Further, despite their claims, Teach for America teachers are not “better” teachers for low income kids. Though they may not be worse than other new teachers, they are not as good as experienced teachers who have been through a traditional teacher education program. Districts need to pay enough to keep experienced teachers for the simplest of reasons– they are a lot better at their job!

Experience matters and churn hurts schools. If America wants better schools as well as higher tests scores, America needs to pay higher wages and run schools that are fully staffed.
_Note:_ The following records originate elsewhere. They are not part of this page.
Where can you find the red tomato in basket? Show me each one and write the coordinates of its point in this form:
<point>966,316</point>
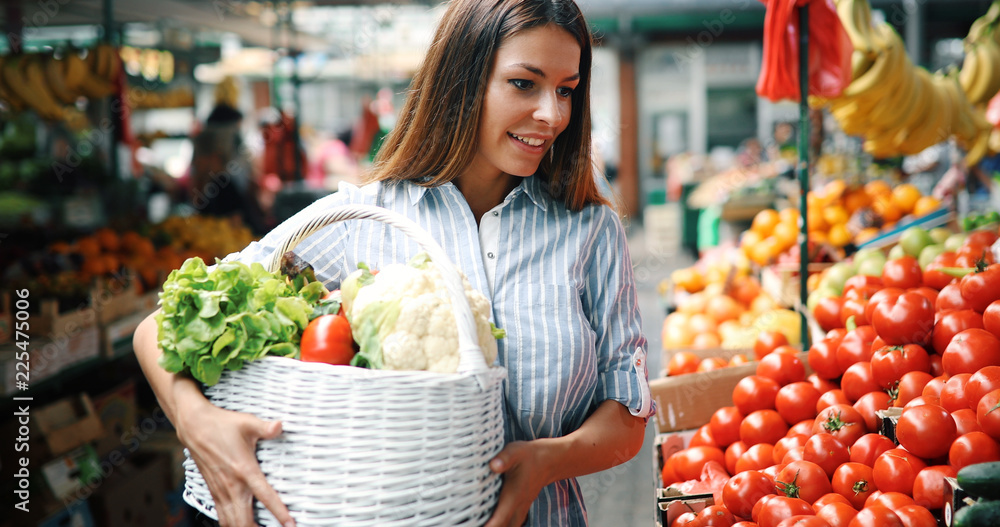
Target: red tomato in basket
<point>328,339</point>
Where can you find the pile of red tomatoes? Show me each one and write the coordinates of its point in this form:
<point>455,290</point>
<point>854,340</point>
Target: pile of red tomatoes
<point>807,449</point>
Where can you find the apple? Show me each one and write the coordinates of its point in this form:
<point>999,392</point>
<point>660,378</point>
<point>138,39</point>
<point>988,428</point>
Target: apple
<point>955,241</point>
<point>914,239</point>
<point>929,253</point>
<point>939,234</point>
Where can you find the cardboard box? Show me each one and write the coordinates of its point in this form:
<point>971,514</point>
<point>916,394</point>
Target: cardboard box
<point>118,413</point>
<point>67,424</point>
<point>134,495</point>
<point>688,401</point>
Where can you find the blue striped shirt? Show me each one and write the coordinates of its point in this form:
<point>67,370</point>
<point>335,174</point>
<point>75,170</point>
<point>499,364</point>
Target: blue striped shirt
<point>560,284</point>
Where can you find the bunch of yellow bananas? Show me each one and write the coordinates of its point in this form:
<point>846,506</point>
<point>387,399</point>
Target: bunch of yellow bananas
<point>898,107</point>
<point>51,85</point>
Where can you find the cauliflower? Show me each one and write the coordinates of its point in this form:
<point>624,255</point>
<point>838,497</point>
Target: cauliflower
<point>402,318</point>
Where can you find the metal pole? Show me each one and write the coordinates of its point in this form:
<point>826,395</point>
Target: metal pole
<point>803,168</point>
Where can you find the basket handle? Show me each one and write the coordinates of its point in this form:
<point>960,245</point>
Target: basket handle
<point>470,355</point>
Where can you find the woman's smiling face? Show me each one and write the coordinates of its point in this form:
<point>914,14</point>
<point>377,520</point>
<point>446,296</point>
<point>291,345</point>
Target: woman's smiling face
<point>528,101</point>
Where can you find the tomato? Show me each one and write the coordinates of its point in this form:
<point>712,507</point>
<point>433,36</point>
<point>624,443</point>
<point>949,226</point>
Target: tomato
<point>837,514</point>
<point>825,451</point>
<point>822,385</point>
<point>803,520</point>
<point>789,442</point>
<point>910,387</point>
<point>762,426</point>
<point>779,508</point>
<point>797,401</point>
<point>950,299</point>
<point>972,448</point>
<point>327,339</point>
<point>714,515</point>
<point>757,457</point>
<point>830,398</point>
<point>933,277</point>
<point>903,272</point>
<point>914,515</point>
<point>971,350</point>
<point>858,380</point>
<point>953,395</point>
<point>991,318</point>
<point>855,347</point>
<point>876,516</point>
<point>828,498</point>
<point>733,453</point>
<point>755,392</point>
<point>782,368</point>
<point>827,312</point>
<point>929,486</point>
<point>909,319</point>
<point>842,421</point>
<point>683,362</point>
<point>854,307</point>
<point>926,430</point>
<point>895,470</point>
<point>981,287</point>
<point>703,437</point>
<point>766,341</point>
<point>951,323</point>
<point>985,380</point>
<point>869,447</point>
<point>888,293</point>
<point>743,490</point>
<point>893,500</point>
<point>868,405</point>
<point>822,359</point>
<point>988,414</point>
<point>890,363</point>
<point>725,425</point>
<point>934,386</point>
<point>687,463</point>
<point>854,482</point>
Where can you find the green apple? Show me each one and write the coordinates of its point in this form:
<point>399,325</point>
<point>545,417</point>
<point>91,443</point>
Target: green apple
<point>940,234</point>
<point>955,241</point>
<point>914,239</point>
<point>929,254</point>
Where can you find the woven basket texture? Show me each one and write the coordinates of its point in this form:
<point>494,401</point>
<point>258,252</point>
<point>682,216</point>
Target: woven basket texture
<point>372,447</point>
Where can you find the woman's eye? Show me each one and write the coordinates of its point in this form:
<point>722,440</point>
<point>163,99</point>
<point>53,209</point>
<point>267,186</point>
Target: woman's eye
<point>522,84</point>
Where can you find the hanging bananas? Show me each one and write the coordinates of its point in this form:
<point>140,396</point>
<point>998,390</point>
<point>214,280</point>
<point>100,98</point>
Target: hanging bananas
<point>51,85</point>
<point>900,108</point>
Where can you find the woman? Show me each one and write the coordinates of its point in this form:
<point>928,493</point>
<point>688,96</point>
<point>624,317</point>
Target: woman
<point>491,156</point>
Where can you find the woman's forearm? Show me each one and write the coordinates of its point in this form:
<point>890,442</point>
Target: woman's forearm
<point>170,388</point>
<point>609,437</point>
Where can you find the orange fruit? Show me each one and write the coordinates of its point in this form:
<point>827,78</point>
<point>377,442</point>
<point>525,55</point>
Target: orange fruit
<point>926,205</point>
<point>905,197</point>
<point>764,222</point>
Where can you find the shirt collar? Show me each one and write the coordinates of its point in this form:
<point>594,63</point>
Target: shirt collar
<point>532,186</point>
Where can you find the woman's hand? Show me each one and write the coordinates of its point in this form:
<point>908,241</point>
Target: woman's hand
<point>223,445</point>
<point>525,474</point>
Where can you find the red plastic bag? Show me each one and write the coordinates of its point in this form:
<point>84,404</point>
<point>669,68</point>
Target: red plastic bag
<point>829,51</point>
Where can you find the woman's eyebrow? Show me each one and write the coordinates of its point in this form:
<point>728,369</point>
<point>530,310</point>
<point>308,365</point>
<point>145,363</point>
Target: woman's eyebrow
<point>540,73</point>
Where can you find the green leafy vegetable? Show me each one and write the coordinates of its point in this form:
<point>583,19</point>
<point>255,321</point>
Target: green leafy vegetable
<point>213,320</point>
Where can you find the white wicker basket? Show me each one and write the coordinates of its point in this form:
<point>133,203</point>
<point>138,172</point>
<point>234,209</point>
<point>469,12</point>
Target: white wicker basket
<point>369,447</point>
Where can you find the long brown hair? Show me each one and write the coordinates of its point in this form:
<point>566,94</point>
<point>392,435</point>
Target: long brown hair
<point>436,136</point>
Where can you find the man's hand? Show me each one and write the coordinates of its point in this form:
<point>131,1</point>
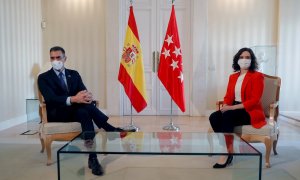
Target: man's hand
<point>231,107</point>
<point>84,97</point>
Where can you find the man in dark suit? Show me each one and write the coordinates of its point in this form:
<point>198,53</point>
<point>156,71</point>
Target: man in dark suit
<point>68,100</point>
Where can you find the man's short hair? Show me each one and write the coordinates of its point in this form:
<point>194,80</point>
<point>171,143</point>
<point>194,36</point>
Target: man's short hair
<point>57,48</point>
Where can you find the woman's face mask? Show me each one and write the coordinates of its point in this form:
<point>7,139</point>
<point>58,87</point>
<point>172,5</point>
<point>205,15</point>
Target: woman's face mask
<point>244,63</point>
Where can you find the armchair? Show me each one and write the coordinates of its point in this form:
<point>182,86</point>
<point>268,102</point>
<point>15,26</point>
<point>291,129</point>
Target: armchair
<point>55,131</point>
<point>269,133</point>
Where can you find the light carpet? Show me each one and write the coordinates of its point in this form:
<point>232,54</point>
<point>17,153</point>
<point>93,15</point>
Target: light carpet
<point>24,161</point>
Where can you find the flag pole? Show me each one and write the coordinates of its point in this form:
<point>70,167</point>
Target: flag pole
<point>131,126</point>
<point>171,126</point>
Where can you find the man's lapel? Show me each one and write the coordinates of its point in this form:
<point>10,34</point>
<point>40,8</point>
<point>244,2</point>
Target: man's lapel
<point>69,79</point>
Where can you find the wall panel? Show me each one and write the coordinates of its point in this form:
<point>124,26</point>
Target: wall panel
<point>20,56</point>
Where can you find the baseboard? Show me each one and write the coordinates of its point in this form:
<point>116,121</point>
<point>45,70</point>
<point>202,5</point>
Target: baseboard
<point>13,122</point>
<point>294,115</point>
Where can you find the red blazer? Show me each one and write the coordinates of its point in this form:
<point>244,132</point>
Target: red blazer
<point>251,93</point>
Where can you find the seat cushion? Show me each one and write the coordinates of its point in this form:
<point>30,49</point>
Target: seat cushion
<point>266,130</point>
<point>60,127</point>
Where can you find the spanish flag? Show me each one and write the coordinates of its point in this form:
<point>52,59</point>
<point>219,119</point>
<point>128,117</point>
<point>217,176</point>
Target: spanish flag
<point>131,73</point>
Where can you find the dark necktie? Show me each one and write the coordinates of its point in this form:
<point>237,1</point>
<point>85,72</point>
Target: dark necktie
<point>62,81</point>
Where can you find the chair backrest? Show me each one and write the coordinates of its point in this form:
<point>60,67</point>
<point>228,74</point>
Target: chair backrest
<point>271,94</point>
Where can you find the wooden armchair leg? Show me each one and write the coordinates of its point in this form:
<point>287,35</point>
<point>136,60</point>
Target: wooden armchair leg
<point>42,143</point>
<point>275,145</point>
<point>268,144</point>
<point>48,143</point>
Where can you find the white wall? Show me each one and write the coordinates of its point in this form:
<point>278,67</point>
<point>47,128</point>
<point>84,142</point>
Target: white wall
<point>20,57</point>
<point>289,56</point>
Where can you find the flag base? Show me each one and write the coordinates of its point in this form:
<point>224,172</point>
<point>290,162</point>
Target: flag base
<point>171,127</point>
<point>131,127</point>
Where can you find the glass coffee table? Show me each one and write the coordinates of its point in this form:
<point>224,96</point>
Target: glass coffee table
<point>247,163</point>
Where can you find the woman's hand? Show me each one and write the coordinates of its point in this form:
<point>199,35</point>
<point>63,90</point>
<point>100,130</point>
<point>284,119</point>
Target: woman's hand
<point>226,108</point>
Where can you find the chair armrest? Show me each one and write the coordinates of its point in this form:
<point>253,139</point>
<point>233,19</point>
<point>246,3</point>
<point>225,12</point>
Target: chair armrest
<point>273,110</point>
<point>43,113</point>
<point>219,104</point>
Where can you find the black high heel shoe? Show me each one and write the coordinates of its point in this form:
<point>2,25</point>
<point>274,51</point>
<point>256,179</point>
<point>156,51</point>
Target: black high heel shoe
<point>228,162</point>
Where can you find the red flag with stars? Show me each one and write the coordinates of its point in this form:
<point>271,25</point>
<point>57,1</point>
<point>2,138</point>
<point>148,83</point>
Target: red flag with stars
<point>170,70</point>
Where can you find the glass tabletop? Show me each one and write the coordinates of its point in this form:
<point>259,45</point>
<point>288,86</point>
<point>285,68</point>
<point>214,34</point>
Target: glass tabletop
<point>180,143</point>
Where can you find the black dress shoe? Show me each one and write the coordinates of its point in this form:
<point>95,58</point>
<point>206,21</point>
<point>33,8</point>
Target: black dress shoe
<point>89,143</point>
<point>228,162</point>
<point>95,166</point>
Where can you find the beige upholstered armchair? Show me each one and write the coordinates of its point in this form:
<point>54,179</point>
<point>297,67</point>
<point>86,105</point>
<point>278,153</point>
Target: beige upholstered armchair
<point>54,131</point>
<point>269,133</point>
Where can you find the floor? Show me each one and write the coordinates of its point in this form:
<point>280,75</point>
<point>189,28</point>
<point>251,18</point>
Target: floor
<point>20,157</point>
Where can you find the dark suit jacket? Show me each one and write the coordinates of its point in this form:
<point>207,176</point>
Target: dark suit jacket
<point>55,96</point>
<point>251,93</point>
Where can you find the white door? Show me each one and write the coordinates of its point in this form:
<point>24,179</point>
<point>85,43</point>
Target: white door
<point>152,17</point>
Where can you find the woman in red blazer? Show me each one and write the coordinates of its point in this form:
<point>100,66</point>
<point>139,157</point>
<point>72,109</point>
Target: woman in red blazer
<point>242,102</point>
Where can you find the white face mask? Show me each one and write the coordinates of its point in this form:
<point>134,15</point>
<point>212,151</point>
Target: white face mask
<point>244,63</point>
<point>57,65</point>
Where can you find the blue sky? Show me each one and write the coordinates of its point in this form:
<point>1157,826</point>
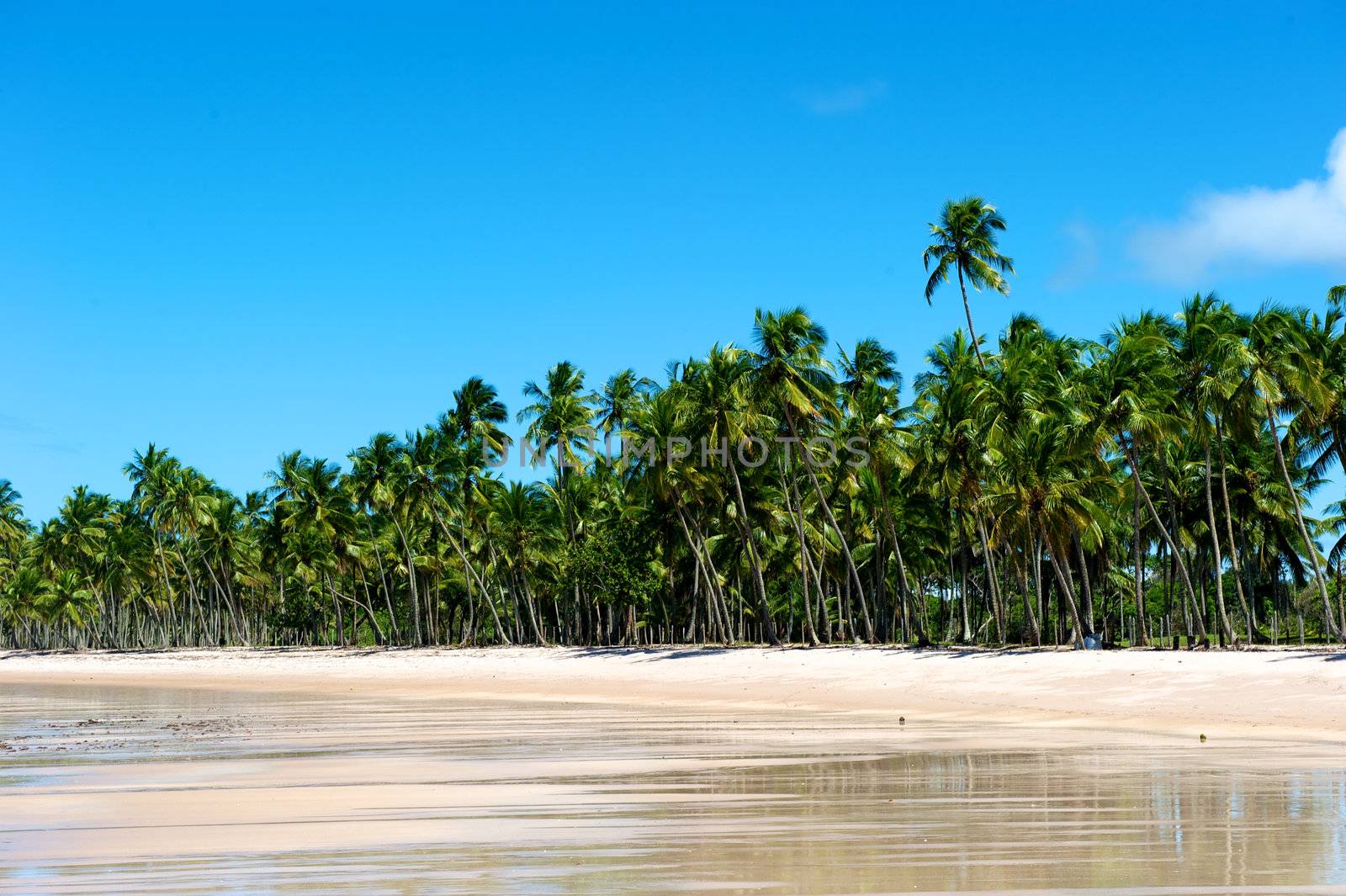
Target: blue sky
<point>237,231</point>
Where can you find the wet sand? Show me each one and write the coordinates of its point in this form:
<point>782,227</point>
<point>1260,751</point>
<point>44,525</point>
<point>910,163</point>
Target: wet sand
<point>644,771</point>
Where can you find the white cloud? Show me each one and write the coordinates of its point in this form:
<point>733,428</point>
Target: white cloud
<point>1081,257</point>
<point>838,101</point>
<point>1305,224</point>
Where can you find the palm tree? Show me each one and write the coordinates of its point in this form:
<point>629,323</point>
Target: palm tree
<point>1287,379</point>
<point>966,241</point>
<point>791,372</point>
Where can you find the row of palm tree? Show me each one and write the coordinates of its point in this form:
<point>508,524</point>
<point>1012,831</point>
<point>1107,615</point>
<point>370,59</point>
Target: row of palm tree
<point>1153,486</point>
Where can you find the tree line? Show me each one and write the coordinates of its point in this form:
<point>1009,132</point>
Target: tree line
<point>1151,486</point>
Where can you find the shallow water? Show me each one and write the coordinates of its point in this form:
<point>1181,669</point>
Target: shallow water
<point>195,792</point>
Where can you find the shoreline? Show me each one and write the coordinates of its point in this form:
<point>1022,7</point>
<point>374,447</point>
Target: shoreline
<point>1285,694</point>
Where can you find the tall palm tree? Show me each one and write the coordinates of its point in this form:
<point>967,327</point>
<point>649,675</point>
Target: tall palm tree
<point>791,372</point>
<point>966,240</point>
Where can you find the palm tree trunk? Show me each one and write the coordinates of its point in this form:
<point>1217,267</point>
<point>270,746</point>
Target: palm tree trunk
<point>1063,584</point>
<point>1329,622</point>
<point>755,567</point>
<point>967,310</point>
<point>1163,530</point>
<point>1218,561</point>
<point>832,521</point>
<point>1229,528</point>
<point>794,507</point>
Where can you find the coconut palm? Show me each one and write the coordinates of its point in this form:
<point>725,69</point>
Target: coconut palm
<point>966,241</point>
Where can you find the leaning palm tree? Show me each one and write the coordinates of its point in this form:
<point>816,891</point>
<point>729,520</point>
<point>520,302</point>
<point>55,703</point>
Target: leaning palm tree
<point>966,240</point>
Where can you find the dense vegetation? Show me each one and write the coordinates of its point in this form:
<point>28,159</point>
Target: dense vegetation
<point>1151,485</point>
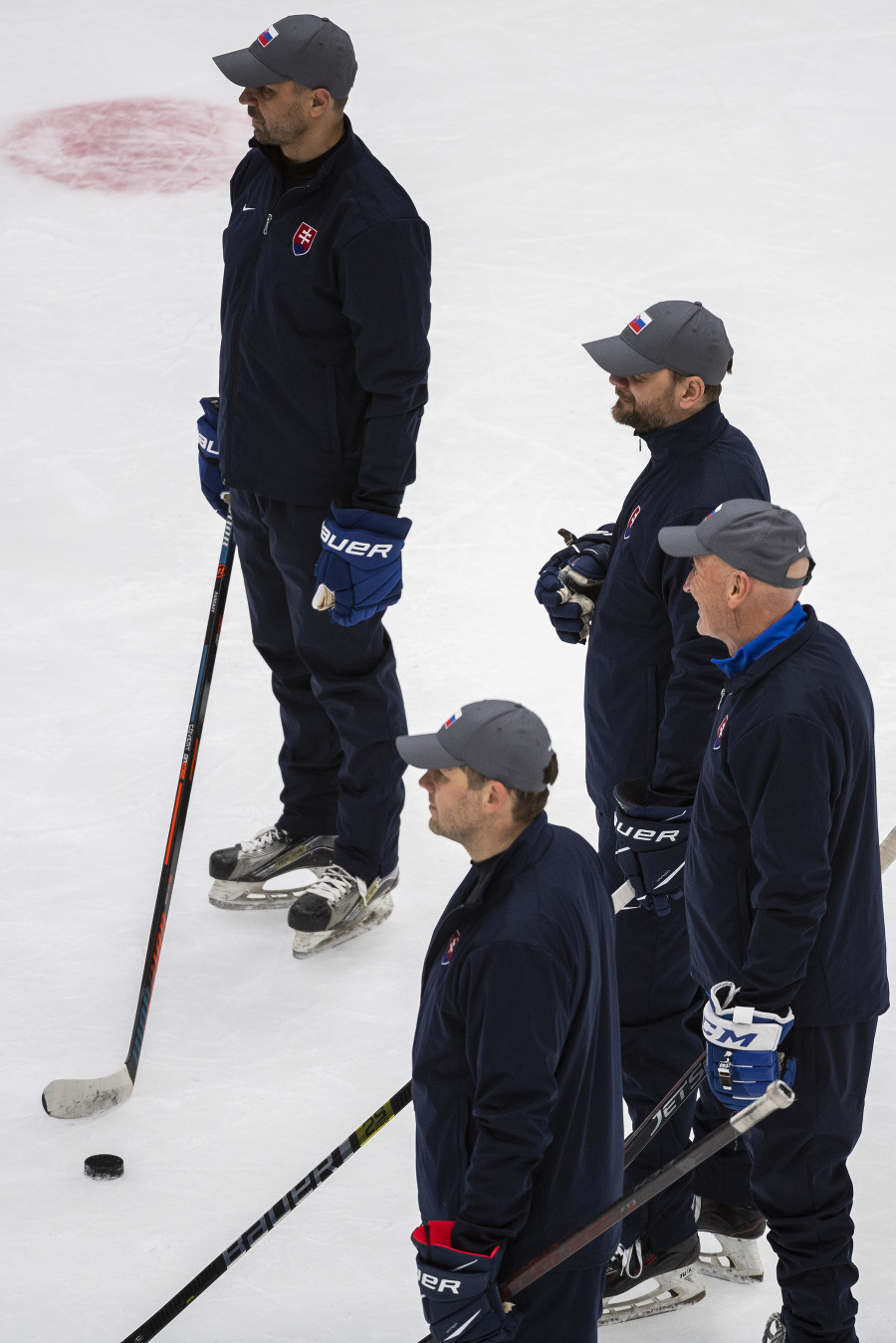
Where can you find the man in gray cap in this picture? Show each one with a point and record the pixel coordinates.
(784, 895)
(324, 361)
(649, 697)
(516, 1054)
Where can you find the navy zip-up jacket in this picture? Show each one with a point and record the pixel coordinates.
(516, 1055)
(650, 687)
(326, 312)
(782, 881)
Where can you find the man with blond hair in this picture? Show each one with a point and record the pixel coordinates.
(784, 895)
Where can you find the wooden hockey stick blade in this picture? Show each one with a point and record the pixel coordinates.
(73, 1097)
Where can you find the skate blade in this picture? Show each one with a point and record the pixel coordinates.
(681, 1287)
(251, 895)
(310, 943)
(735, 1261)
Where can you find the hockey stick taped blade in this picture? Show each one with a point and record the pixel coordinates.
(76, 1099)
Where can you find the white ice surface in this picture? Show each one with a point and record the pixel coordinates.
(575, 162)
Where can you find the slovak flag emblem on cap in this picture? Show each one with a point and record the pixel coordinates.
(303, 239)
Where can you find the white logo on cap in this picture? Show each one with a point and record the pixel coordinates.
(638, 323)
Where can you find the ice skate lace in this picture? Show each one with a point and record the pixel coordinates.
(262, 839)
(335, 884)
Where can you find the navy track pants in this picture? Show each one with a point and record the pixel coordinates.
(800, 1182)
(561, 1307)
(340, 701)
(656, 996)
So now, as an old researcher, here is what I think: 1. Using state monies to subsidize charter and private schools is really a problem for me. They not only take away monies from the public schools—about 1 billion over the last decade in Arizona–but the vast majority of them won’t admit to their schools many of the kids that need special attention. Poor kids, special ed kids, and English language learners both reduce profits and lower test scores. So these schools take public money but will not serve the public, and therefor they are a malevolent force in our democracy. 2. I am deeply unhappy about our nations’ mindless commitment to high stakes testing, when everyone in research knows that outside of school factors play 6 times more of a role in determining classroom and school test scores than do the personnel at those schools. Nevertheless, if we want our public schools to be the best they can be, and their test scores to be higher than they are, than this is what I say:

You’ll never have the kind of schools and test scores you would like to have:

  1. Unless you do something about making your state a better place to live in, to work in and in which to raise children.
  • Unless you do something about your community’s housing patterns.
  • Unless you insure that low income children have access to high quality early childhood education.
  • Unless you do something about children’s summer school experiences. These should be less about the study of school subjects and more about enrichment, as often happens for wealthier students during the summer months.
  • Unless you do something about absenteeism in your district.
  • Unless you do something about pay for qualified educational staff—teachers, bus drivers, counselors, librarians, nurses, social workers, and so forth.